At the age of 23, this man had enough of farm life. He packed his belongings, loaded his car, and drove away—taking with him a heart full of bitterness and resentment toward his father. For the rest of his life, he held to his anger and blamed his father for the loss of his dream.
As the years passed, this man allowed few people to get close to him. The bitterness he held inside spilled onto every relationship he developed, so he was constantly coping with feelings of rejection and isolation. He moved from job to job, unable to settle down or succeed in his work.
Finally, he met a woman who genuinely cared for him. After a short engagement, they married. Three weeks into the marriage, an unexpected explosion of anger nearly ended all affection his bride felt toward him. She didn’t leave him, but she cringed at his violent temper. Most of her friends refused to come to their home—they simply couldn’t tolerate being in the presence of a person so filled with anger and bitterness.
This man held to his rage until the end of his life. Even when he was senile and unable to care for himself, the poisons of resentment and bitterness continued to eat away at him. The longer he held to his anger, the hotter it burned inside him.
I’d love to tell you this man had an amazing spiritual healing and became a person filled with joy and peace. But that wasn’t the case. He died a bitter, angry person.

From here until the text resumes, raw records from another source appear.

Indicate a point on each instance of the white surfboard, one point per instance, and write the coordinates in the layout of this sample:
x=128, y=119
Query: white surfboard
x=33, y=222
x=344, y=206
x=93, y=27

I don’t know all the reasons why this man’s father wouldn’t let him leave the farm. Maybe he was threatened by his son’s intellect or educational goals. Maybe he was selfish, not wanting to lose a farmhand. What I do know with certainty is that none of the reasons were justified in his son’s mind. The son no doubt felt justified in his anger. But let me ask you, “Who suffered the most through those years?” It certainly wasn’t the father.
It was the son.
We must remember that when we hold to our anger and bitterness, our entire lives will suffer their poison.